Novels, needless to say, are not getting any better either, but then I stopped reading fiction after Hemingway, Fitzgerald, Maugham, Greene, Waugh, Mailer, Irwin Shaw and James Jones. Nowadays I stick to history. Long ago Aristotle wrote that the ability to delight in fine characters and noble actions is the most important of habits. The characters of Fitzgerald and co. hardly live up to Aristotle’s standards, but the writing is so good that one overlooks the lack of noble actions. The same applies to Papa’s heroes, all of them flawed, all of them a delight to read about.

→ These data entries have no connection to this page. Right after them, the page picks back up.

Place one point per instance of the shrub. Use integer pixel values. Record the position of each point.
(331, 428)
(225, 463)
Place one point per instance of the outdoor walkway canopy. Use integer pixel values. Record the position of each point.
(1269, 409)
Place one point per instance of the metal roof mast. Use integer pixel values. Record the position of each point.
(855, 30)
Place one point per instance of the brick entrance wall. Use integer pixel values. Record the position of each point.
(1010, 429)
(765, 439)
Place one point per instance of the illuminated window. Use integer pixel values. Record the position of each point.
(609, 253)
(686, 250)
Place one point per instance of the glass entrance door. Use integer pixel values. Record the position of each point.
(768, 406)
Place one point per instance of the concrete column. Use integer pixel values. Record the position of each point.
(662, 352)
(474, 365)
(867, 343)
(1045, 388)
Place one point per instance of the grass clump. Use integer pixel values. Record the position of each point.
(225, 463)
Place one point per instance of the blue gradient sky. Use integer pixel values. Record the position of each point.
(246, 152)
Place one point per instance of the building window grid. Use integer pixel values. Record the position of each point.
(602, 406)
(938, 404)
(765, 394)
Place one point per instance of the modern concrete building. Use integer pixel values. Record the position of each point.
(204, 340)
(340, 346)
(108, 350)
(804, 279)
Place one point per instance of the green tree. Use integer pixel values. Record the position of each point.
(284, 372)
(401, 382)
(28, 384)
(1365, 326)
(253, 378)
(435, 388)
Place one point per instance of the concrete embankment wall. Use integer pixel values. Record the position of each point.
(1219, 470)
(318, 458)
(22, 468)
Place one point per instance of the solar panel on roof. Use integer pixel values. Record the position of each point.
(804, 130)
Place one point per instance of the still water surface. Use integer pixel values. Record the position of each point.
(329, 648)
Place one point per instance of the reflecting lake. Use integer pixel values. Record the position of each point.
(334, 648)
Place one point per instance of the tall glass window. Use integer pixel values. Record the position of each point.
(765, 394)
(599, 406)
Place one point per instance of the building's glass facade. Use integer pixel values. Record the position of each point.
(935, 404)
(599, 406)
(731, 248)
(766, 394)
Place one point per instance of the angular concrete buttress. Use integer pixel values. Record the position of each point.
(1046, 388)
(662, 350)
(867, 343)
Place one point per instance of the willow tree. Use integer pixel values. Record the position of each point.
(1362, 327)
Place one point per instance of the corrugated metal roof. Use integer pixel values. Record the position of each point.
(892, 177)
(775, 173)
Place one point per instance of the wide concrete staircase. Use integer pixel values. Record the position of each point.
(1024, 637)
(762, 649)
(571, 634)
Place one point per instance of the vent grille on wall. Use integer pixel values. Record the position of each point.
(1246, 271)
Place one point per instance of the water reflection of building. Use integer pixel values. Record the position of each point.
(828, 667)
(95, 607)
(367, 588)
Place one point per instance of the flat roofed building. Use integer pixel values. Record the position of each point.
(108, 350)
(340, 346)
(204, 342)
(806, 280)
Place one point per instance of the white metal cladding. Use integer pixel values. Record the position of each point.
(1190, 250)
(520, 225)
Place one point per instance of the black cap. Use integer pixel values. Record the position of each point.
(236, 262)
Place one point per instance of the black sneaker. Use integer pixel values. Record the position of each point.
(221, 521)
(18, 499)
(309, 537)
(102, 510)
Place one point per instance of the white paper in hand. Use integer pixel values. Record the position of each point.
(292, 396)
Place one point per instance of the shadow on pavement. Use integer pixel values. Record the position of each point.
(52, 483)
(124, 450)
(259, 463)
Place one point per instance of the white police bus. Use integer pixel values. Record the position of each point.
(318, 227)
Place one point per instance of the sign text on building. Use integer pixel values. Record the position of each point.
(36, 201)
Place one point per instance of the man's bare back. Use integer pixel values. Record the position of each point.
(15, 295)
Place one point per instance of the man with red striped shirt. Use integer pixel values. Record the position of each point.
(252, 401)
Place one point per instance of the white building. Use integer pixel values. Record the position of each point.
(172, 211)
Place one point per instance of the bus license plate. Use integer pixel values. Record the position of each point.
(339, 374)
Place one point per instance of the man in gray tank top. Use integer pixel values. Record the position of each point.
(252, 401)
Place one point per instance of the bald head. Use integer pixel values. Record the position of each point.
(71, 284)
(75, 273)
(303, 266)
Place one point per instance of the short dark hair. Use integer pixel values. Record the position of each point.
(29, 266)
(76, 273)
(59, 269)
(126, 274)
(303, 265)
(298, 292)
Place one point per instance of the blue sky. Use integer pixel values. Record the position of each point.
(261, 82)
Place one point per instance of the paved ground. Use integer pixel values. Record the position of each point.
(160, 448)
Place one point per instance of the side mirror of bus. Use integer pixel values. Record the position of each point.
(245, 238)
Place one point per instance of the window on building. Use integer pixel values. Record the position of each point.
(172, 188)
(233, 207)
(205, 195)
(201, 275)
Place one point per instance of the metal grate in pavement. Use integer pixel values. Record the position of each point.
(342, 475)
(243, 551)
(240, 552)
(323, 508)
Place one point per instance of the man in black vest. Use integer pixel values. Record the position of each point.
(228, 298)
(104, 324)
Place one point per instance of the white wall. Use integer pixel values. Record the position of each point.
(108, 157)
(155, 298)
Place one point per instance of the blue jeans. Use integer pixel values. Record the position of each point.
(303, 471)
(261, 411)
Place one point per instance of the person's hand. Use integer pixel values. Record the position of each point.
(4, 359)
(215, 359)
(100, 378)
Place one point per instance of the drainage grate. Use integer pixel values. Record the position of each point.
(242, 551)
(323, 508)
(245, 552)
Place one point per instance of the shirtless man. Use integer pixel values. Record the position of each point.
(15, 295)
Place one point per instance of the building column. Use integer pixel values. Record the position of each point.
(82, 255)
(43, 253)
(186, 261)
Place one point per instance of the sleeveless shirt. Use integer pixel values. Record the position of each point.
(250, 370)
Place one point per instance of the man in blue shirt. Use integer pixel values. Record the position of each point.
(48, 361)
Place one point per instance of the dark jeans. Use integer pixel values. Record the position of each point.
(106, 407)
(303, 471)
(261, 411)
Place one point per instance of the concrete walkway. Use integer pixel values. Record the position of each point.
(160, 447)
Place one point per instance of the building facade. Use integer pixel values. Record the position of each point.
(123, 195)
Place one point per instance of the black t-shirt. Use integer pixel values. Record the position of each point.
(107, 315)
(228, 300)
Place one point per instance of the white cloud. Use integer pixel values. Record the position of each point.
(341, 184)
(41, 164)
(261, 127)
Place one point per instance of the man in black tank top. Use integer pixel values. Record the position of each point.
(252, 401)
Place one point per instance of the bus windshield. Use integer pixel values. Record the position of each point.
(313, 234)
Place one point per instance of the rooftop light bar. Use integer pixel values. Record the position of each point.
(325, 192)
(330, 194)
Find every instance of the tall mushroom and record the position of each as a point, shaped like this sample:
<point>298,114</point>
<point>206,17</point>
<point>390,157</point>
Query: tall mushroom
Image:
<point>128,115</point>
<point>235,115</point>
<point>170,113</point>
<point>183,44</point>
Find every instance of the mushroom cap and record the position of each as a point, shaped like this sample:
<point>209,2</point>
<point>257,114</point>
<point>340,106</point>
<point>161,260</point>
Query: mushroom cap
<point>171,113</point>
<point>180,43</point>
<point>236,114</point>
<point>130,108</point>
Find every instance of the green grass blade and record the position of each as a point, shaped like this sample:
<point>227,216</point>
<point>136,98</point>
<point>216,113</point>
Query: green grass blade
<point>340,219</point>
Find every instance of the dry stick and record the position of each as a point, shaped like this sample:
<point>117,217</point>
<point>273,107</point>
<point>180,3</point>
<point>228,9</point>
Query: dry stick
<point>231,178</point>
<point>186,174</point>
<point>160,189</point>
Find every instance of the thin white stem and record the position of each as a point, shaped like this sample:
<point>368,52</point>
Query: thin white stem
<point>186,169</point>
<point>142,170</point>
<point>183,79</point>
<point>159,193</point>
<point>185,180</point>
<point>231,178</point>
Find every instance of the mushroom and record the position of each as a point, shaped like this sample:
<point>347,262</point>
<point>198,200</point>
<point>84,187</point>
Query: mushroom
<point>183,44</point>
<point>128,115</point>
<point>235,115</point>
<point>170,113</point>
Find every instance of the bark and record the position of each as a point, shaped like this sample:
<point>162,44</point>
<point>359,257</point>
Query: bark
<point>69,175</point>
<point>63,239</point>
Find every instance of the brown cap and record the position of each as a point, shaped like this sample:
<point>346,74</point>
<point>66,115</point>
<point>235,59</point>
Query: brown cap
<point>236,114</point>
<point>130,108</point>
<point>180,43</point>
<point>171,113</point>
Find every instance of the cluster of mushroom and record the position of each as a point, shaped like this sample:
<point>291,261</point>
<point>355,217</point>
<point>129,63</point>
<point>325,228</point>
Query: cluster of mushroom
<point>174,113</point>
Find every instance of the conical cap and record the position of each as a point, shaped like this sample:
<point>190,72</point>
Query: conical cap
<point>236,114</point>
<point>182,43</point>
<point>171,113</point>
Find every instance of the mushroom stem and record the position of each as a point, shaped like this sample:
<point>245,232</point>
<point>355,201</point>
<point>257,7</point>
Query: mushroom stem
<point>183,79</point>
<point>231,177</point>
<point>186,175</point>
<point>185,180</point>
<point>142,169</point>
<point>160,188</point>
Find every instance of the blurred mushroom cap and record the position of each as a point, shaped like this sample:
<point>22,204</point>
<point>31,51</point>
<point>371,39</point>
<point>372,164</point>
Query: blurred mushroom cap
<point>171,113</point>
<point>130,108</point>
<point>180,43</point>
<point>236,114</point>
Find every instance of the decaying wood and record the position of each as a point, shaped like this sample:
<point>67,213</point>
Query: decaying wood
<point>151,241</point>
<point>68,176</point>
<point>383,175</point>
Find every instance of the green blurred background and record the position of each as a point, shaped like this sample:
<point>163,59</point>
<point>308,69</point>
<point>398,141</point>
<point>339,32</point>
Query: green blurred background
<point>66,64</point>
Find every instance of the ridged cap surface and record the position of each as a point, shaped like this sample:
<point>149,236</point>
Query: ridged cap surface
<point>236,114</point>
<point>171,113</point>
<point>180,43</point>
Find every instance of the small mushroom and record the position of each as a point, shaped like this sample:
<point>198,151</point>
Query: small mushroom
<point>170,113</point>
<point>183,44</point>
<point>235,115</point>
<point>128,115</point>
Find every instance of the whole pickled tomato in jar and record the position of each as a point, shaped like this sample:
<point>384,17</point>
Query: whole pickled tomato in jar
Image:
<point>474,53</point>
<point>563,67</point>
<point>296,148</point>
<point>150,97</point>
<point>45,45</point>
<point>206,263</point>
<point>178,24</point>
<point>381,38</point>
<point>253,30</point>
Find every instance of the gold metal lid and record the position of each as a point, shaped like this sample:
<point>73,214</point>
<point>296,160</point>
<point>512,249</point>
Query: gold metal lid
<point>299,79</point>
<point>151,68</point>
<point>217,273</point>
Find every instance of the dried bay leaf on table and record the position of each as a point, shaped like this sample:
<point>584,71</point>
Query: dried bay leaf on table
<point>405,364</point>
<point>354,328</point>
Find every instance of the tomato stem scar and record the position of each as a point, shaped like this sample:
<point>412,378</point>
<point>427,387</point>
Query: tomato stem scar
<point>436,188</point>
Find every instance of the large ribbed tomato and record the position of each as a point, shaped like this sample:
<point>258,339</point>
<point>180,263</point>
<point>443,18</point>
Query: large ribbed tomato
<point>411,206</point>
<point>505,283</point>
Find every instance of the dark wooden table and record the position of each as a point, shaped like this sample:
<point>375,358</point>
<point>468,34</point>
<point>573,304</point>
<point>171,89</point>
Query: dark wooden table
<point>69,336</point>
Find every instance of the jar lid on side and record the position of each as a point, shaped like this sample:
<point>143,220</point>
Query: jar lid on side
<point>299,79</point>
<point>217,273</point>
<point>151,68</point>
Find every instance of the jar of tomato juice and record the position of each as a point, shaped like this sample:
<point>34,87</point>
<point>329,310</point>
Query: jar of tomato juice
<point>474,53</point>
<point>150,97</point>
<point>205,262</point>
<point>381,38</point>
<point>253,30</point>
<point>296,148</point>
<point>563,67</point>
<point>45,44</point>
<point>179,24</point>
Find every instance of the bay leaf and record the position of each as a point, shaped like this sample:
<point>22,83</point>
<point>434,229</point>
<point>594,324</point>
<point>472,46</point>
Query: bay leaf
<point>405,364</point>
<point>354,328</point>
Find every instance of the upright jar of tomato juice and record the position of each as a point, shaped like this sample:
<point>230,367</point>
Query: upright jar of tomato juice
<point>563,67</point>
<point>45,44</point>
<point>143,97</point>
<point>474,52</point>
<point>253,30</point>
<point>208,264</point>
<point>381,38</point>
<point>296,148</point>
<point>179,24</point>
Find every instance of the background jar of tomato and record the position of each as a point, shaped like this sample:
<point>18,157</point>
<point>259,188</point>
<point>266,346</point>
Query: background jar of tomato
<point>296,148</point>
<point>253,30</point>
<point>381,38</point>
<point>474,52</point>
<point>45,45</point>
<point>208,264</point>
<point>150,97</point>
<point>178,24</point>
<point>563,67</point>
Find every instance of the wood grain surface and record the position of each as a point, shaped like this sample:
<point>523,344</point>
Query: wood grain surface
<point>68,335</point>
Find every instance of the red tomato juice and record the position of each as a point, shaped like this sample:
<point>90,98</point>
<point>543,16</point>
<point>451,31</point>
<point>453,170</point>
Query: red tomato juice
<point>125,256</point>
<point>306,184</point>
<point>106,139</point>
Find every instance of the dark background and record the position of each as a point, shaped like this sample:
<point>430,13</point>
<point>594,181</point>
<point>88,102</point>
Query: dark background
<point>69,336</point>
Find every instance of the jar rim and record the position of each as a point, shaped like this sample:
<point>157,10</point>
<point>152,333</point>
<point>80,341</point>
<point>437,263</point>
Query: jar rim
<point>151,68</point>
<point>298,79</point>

The great exception is Larry Darrell, Maugham’s protagonist in The Razor’s Edge. Larry is just about perfect. As one who gives in easily to temptation, I can now blame my weaknesses on the inadequate ideal set by my literary heroes. Most of them are incurable romantics, lechers and hopeless drunks. Finally I have an excuse. Incidentally, the prologue of Julia Carter’s recently published Sunlight and Shadows (about writers on the Riviera) is among the finest I’ve read about that once fabulous piece of real estate. The section on Maugham is perfect. The great man struggled mostly with his sexuality, not with the existence of the Almighty. Many writers deny God, even devout Catholics such as Waugh and Greene. Well, they don’t exactly deny him, but they show public piety corrupting private faith. What I discover as I grow older is that some very, very smart people believe in God. Even Charles Darwin believed in God. Scientists (physics is accommodating to God), prominent intellectuals and poor little me are all in awe (especially as one nears the end). As they say, there are no atheists in foxholes. Unexpectedly, many modernist poets had faith: Auden and Eliot, Yeats and Wallace Stevens. Chesterton and Belloc were true believers and wonderful men and I couldn’t give a flying you-know-what if they are at present out of favour.

Those against God are the smelly, bearded types such as Nietzsche (who Richard Wagner said went nuts because of too much masturbation), Shaw, Freud, Picasso and freaks like Foucault, Lacan and Lyotard. Dawkins and Hitchens made hay with their anti-God campaigns, contending that western society would be better off if we could eradicate from it the last vestiges of Christianity. I say society would be better off if both men had been born donkeys, helping to carry overweight tourists up steep Santorini island steps.

What these otherwise smart but foolish and ignorant people seem to forget is that Christianity not only created equality among men, it also shaped the West. True Christians believe that God places infinite value on every human life. Christian salvation is an individual matter and has nothing to do with tribe, family or wealth. The know-nothings who have tried to connect Christianity with slavery in the dump that America has turned into can’t even get their facts right. Slavery predated Christianity by many centuries. The late Sir David Barclay and I talked a lot about Christianity and our Lord Jesus. Mind you, there are worse things than ignorance, although right now only Biden comes to mind.

And speaking of calamities, three weeks ago, on 11 August, a terrible thing happened: I turned 85. I am not about to turn aging into a moral project, but what hacks me off is the big lie I was told 60 or even 70 years ago: that if I reached a ripe old age, the rage to live would subside and an inner peace would take hold of me. It’s as big a lie as socialism, or the one that says we’re all created equal.

The urge to chase beautiful women never goes away, so keep that in mind, you young whippersnappers. What does suffer is the performance, but that’s not necessarily a bad thing. The words also tend to come slowly. But as far as throwing in the towel is concerned, the best sportswriter in America, Phil Mushnick, said he’d rather expire than retire, and that goes for me too, though it’s not up to me but a matter for the sainted one.

In the meantime, daily training, hard-contact karate against younger opponents, and lots of drinking and smoking and partying will do. Why change a winning game?